W sobotę około południa policjanci z Wydziału Ruchu Drogowego Komendy Miejskiej Policji w Słupsku zauważyli seata, który na drodze krajowej nr 6 w okolicach Potęgowa jechał z dużą prędkością i wyprzedzał inne pojazdy w rejonie skrzyżowania. Funkcjonariusze od razu zatrzymali jego kierowcę do kontroli, a w trakcie interwencji zwrócili uwagę, że kierowca zdecydował się na tak niebezpieczne manewry pomimo tego, że w samochodzie przewoził swoją żonę i dwoje małych dzieci.
Zdziwieni takim zachowaniem policjanci poinformowali gdańszczanina, jakie mogą być konsekwencje takiej brawury, oraz że jako kierowca jest on odpowiedzialny nie tylko za siebie, ale także za wszystkich innych uczestników ruchu drogowego. Mężczyzna za popełnione wykroczenia został ukarany mandatami w wysokości 1400 zł oraz 17 punktami karnymi, a następnie odjechał w dalszą drogę.
Kilka godzin później na skrzynkę mailową Komendy Miejskiej Policji w Słupsku wpłynęła wiadomość, która zaczyna się od zdania „mój mail może wydawać się dziwny i nietypowy, ale chciałbym podziękować Policjantom, którzy mnie dzisiaj zatrzymali i ukarali bardzo dużą liczbą punktów karnych”. W kolejnej części swojego maila ukarany kierowca opisuje, jak wyglądała policyjna interwencja oraz co w jej trakcie mówili funkcjonariusze.
Przekaz był prosty. Jeśli przez moją brawurę, moje dzieci zginą, to nigdy sobie tego nie wybaczę. Trafiło to do mnie
- Po zatrzymaniu policjanci uspokoili moją rodzinę, przede wszystkim moje dzieci. Zapytali mojej żony, dlaczego pozwoliła mi przekroczyć prędkość - czytamy. - Przy tym wszystkim zachowywali się wzorowo i profesjonalnie, wytłumaczyli co zrobiłem źle i jednocześnie nie mogli zrozumieć, dlaczego jechałem w taki sposób wioząc całą rodzinę. I teraz najważniejsze, uświadomili mi, że moje zachowanie naraziło moją rodzinę, trafiło to do mnie, jest mi głupio i bardzo dziękuję za punkty i mandat.

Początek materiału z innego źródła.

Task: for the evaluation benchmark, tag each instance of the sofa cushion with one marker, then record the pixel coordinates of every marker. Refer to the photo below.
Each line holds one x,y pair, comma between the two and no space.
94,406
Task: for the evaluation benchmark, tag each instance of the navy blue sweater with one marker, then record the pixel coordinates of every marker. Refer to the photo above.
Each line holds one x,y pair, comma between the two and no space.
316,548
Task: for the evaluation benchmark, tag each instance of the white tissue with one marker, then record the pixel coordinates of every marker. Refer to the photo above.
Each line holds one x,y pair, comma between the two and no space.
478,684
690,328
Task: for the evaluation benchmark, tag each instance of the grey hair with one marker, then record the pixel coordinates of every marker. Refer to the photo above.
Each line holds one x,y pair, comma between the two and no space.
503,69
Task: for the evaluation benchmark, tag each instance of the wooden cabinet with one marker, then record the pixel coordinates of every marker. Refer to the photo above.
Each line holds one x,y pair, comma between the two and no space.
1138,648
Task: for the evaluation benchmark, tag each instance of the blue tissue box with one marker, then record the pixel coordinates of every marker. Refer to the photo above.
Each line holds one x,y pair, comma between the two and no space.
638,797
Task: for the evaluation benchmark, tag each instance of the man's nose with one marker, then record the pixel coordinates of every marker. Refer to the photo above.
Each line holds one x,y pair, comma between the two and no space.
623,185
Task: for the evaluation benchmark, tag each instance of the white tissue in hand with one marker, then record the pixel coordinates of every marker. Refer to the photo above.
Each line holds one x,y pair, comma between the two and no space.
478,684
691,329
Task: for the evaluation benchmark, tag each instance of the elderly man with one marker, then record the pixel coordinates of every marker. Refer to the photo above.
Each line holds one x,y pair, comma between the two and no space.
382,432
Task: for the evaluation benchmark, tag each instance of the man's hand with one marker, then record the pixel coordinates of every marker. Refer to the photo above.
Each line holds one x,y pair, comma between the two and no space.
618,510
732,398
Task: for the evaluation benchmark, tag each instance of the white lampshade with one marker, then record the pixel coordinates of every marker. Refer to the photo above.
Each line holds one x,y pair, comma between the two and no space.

W długiej wypowiedzi kierowca z Gdańska wielokrotnie używał słów profesjonalizm, szacunek i „pełna klasa”. Dziękował również za uratowanie życia, bo według niego rutyna i brawura za kierownicą mogłaby spowodować, że "byłby gwiazdą wiadomości (tą niechcianą i niechlubną".
Drodzy kierowcy, oby więcej takich refleksji!